Writing

Feed Software, technology, sysadmin war stories, and more.

Wednesday, June 27, 2012

Extending the web's baseline

At what point do common JavaScript libraries and CSS packages become part of the "baseline" web? There are other things which started out as not being supported by browsers and which were handled by external helpers. Now they are handled internally. I wonder about that for some of the things we see today.

Think about how many pages are using jQuery in some way. I certainly do, although not here on the "/w/" pages. A bunch of my projects which need "app" type behavior call on it. I've done JS by hand back in the long-ago, and it was enough to make me hate it. Now I can be productive without becoming miserable. This is good!

The problem with this is that everyone winds up having to figure out hosting for their helper libraries, even though there aren't that many out there. There might be a huge number of web sites, call it M, and a much smaller number of common libraries, call them N, but I bet the number of unique URLs for those libraries is closer to M than N.

So this is where someone will pop up and say "what about community hosting?", and that's when I get a little nervous. Once you swing that SCRIPT SRC's URL over to someone else's hosting, be it the big G or someone else, you've just lost some control over your own destiny. If that site goes down, or starts behaving oddly, or otherwise stops working for you or your users, your site is broken. Worse, it may happen in such a way that you only find out about it when your users (finally) reach you and complain.

The flip side of this is hosting everything yourself. This lets you keep tight control on things, but then you have a whole new set of problems. New visitors to your pages have to fetch all of your resources, even though they probably have perfectly good cached copies from other sites on their machine. If their browser does any sort of clever local compilation or optimization tricks for scripts, it'll probably have to start all over since this is "new" content.

It seems like we're missing some tools in this effort here. One of them would be the ability to provide multiple URLs for the same resource. Maybe you reference jQuery-x.y.z.min.js primarily from http://big.cdn/js/blahblah, but you also give a pointer to http://my.site/js/blahblah too. Let the browser figure it out.
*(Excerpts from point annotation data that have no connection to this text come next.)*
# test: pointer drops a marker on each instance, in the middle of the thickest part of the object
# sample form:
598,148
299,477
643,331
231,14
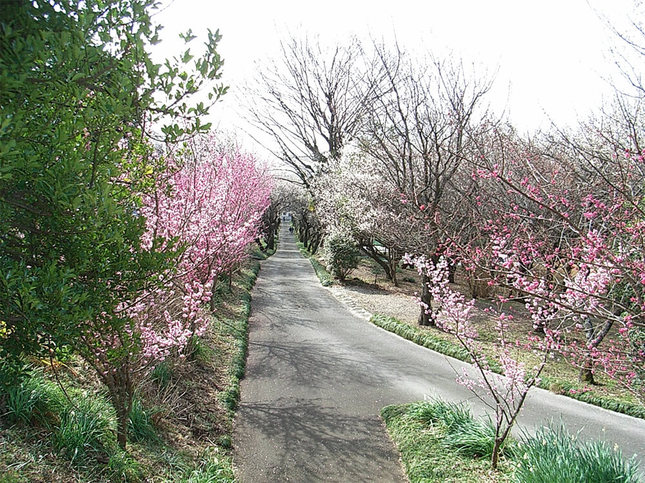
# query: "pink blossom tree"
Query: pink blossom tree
569,239
504,395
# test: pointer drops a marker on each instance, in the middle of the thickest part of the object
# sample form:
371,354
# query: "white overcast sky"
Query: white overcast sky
551,56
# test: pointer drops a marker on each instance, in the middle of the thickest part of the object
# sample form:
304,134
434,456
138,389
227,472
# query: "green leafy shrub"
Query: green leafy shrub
213,470
34,399
122,467
556,455
342,256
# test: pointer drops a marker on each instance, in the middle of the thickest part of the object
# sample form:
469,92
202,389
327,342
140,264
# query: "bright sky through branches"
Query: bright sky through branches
551,57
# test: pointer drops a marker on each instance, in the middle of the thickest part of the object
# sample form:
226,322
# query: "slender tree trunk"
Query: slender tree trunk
426,317
120,391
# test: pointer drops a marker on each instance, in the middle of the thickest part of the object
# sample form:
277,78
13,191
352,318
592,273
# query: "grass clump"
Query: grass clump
85,428
140,425
420,430
122,467
555,455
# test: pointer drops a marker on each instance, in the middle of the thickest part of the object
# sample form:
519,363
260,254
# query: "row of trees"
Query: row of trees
112,235
405,156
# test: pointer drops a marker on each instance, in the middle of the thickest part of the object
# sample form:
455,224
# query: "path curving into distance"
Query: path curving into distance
317,377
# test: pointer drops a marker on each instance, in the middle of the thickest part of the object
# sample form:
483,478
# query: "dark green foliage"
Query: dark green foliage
555,455
426,339
85,428
35,400
421,337
321,272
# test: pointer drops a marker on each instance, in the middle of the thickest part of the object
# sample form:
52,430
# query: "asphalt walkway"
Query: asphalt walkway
317,377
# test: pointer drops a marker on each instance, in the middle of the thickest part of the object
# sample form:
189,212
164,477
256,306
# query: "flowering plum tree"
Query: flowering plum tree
504,395
212,203
569,240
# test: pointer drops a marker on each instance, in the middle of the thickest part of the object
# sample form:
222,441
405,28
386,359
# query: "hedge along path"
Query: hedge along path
310,403
317,378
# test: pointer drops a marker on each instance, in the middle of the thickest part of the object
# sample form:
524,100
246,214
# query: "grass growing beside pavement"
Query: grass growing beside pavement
419,431
321,272
180,424
571,389
440,441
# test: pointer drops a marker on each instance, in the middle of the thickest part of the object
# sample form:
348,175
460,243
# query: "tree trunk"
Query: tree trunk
120,391
122,428
426,317
213,296
586,371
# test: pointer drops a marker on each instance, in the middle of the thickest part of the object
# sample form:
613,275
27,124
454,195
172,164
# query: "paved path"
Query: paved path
317,377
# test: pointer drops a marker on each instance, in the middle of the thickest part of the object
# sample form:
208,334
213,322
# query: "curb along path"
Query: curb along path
318,375
310,401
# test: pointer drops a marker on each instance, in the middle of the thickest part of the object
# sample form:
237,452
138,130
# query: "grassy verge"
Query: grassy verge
180,424
439,441
426,456
321,272
566,388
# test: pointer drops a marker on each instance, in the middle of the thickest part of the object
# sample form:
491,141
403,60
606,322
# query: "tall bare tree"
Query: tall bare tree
311,102
419,136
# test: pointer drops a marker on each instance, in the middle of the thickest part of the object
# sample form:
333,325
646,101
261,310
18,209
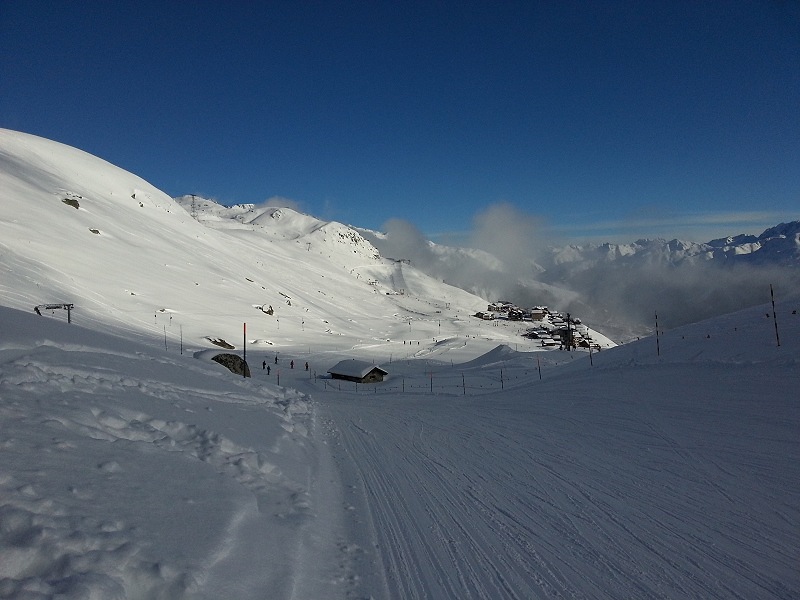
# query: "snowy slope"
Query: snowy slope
75,229
483,467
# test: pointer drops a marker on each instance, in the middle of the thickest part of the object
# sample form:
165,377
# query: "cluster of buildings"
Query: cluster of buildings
553,328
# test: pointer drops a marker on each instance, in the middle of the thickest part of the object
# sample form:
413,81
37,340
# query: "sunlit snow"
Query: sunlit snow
484,466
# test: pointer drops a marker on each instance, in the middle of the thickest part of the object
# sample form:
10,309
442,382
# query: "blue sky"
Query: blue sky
609,120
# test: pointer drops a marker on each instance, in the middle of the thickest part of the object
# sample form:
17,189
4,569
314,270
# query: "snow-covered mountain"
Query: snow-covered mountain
779,245
484,466
76,229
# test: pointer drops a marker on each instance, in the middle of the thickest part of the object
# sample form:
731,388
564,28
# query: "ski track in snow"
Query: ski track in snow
510,502
60,548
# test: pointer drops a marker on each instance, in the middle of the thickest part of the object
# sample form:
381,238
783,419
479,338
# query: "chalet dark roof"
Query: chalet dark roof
354,368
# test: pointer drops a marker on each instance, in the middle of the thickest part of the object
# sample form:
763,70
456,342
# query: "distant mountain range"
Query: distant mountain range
779,245
74,226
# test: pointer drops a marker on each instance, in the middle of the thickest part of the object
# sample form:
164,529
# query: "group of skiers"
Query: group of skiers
266,367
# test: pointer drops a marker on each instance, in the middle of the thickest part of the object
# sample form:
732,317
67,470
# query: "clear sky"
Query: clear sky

Still, there is one thing which worries me about the CDN situation, and that's what happens if someone edits that script? You've given it permission to run in the context of your page by SRCing it. Compromising that upstream file would allow lots of interesting attacks on unsuspecting web sites which are just trying to be helpful.

For that, the only thing I can think of is code signing of some sort. Maybe you say SCRIPT SRC= whatever, but you also say SUM=sha256:e3b0c44298f...49b934ca495991b7852b855 too. This would allow the browser to reject anything which had been modified.

There's more. Once you start thinking of these common scripts as being a small number of signatures, you might be able to start referring to them in some common way. Maybe the client's browser already has a script called jQuery with that sha256 sum loaded locally. It's already scanned it, compiled it, optimized it, or whatever else, and it's ready to go. It could just grab that from the local cache and keep going. It doesn't matter where it came from, since it's the same content... as long as you can trust your signing infrastructure.

Notice that I'm not calling for browsers to start preloading their own copies of popular libraries. That would be a huge amount of effort, and would probably start all sorts of stupid wars as people jockey for inclusion, sort of like they do with SSL roots now. Instead, the individual client instances should figure this out on the fly using data supplied by the web they encounter. Let it happen organically and in a decentralized fashion.

The best part of all of this is that you could (and should) rig it to be backwards-compatible. Maybe you SCRIPT SRC=http://your.site, but then you add more attributes which allow the browser to find it through other means. New browsers will use them and possibly benefit, and old ones will ignore it and use it as they do now. Everyone wins.

Remember when I mentioned old browsers back at the top? Think back to the days of Mosaic. Odds are, if you ran a sufficiently ancient version on Windows and encountered a JPEG, it would sit there for a bit and then kick off an image viewer. There were only a few types of images which could be handled "inline". Once it became obvious which ones were being used and which weren't, browsers adapted.

I'm just waiting to see the next adaptation of this sort. Lower latency and better content security for all!